Here's What a High Credit Score Could Save You on Your Mortgage
The more impressive your credit score, the more mortgage savings you stand to reap.
You've probably heard that you'll need a decent credit score to qualify for a home loan. That way, mortgage lenders will be more inclined to approve your application. But one thing you may not realize is that a higher credit score could also result in major savings on your monthly mortgage payments throughout the life of your loan.
What could a higher credit score do for you?
Generally speaking, you'll need a minimum FICO® Score of 620 to qualify for a mortgage. But that doesn't mean a 620 will snag you a great interest rate on that loan. Quite the contrary: To qualify for the best mortgage rates out there, you'll need a score in the mid-700s or higher. And that higher score could result in some serious savings.
Here's a snapshot of what your monthly principal and interest mortgage payments might look like based on your credit score:
FICO® Score Range | Mortgage Interest Rate: 30-Year Fixed Loan | Monthly Payment for $100,000 Mortgage |
---|---|---|
760-850 | 2.441% | $392 |
700-759 | 2.663% | $404 |
680-699 | 2.840% | $413 |
660-679 | 3.054% | $425 |
640-659 | 3.484% | $448 |
620-639 | 4.030% | $479 |
Now let's break down these numbers even further. If you apply for a mortgage with a 760 credit score as opposed to a 620, you might pay $87 less for your home per month. Over the course of 360 payments (30 years), that's a savings of $31,320.
All that money could help you pay for so many things over time -- home renovations, vacations, you name it. And that's why it really pays to boost your credit score before you apply for a home loan. You can snag one of the lowest rates and pay a lot less over time.

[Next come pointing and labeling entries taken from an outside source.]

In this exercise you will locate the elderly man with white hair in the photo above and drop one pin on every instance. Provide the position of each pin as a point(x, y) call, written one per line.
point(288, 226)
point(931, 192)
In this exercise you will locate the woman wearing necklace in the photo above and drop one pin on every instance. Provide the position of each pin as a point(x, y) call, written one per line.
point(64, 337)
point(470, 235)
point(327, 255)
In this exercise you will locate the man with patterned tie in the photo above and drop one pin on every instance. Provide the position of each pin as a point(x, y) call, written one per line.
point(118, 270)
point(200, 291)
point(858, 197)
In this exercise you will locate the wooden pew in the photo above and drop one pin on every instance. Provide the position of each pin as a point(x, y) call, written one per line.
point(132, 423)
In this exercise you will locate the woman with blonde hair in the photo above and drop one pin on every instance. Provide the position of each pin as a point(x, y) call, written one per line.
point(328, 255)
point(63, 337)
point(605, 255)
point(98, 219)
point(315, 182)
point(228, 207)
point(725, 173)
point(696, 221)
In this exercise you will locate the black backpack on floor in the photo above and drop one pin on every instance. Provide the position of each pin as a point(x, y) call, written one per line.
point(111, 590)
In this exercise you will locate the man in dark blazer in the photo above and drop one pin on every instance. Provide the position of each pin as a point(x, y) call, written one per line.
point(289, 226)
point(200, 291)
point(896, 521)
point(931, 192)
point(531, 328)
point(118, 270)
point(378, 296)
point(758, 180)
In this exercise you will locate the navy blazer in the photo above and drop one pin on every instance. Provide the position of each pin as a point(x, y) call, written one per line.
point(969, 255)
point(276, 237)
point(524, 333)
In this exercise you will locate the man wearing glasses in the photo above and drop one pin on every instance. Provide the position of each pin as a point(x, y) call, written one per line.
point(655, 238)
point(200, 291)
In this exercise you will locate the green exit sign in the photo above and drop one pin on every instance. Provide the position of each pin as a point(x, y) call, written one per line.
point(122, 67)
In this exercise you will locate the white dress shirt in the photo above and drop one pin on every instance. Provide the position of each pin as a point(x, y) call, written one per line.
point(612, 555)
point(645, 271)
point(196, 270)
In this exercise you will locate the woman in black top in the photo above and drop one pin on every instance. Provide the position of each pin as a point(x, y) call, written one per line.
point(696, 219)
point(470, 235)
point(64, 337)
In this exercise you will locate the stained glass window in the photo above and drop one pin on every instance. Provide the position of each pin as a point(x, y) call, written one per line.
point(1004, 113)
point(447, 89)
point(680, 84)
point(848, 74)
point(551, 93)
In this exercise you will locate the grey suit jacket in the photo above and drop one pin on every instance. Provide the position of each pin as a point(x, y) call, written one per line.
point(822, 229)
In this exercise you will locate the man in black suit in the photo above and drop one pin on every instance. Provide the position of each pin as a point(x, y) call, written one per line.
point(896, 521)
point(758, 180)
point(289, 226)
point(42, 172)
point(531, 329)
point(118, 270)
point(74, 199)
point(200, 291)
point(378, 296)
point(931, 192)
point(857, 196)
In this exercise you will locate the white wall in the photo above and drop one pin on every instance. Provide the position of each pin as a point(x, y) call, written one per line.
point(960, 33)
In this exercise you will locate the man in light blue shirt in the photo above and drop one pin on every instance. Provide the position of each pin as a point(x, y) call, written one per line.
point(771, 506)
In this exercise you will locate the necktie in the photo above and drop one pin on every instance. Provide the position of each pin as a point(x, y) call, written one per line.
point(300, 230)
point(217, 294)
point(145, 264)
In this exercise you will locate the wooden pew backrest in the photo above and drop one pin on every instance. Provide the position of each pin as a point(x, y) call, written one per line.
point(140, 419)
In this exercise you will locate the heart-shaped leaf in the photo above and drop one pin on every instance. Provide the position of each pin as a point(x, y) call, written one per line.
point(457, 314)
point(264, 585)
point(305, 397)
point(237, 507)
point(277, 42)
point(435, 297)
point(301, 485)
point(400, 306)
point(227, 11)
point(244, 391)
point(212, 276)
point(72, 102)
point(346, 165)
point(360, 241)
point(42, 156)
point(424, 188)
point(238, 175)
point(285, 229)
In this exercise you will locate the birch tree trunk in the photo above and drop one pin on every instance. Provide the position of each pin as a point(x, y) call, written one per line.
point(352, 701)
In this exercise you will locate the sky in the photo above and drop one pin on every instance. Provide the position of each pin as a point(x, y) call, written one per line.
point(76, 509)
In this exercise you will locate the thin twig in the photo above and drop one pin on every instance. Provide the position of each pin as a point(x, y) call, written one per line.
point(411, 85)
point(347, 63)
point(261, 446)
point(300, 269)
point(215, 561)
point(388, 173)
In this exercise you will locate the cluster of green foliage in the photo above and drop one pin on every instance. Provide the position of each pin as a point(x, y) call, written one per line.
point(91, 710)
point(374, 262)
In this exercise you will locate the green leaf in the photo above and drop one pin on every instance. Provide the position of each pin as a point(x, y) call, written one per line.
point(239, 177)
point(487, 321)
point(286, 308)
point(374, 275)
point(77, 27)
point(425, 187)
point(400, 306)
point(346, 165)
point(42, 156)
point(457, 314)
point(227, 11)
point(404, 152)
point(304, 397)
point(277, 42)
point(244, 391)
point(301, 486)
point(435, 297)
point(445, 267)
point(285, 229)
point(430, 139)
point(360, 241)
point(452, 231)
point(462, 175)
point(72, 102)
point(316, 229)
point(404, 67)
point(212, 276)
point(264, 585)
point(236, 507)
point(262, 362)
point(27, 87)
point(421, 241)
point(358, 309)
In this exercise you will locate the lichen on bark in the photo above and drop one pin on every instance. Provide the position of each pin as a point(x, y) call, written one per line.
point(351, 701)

How to boost your credit score
If you're eager to increase your credit score, perhaps the best way to do so is by paying your incoming bills on time. That will help your payment history, which is the single most important factor that goes into calculating your score.
Additionally, paying down debt could help bring your credit utilization ratio into more favorable territory. That's the second most important factor in calculating your score. Similarly, you can lower that ratio by getting a credit limit increase -- just don't go racking up more debt against it.
A few other moves to consider: Check your credit report for errors (and correct those that work against you), get added as an authorized user to a family member's card that's been open for a long time, and keep your oldest credit account open as long as possible. Finally, don't apply for too many new credit cards at once. All these steps should help improve your credit score over time.
Should you apply for a mortgage with poor credit?
The 4.030% rate you might get today even with a relatively low credit score actually isn't bad, historically speaking. But it still makes more sense to try to boost your score in the near term to snag a better deal. There's a good chance mortgage interest rates will stay low for quite some time. It could be worth holding off on a home loan application for a few months and taking steps to bring up your score in the interim.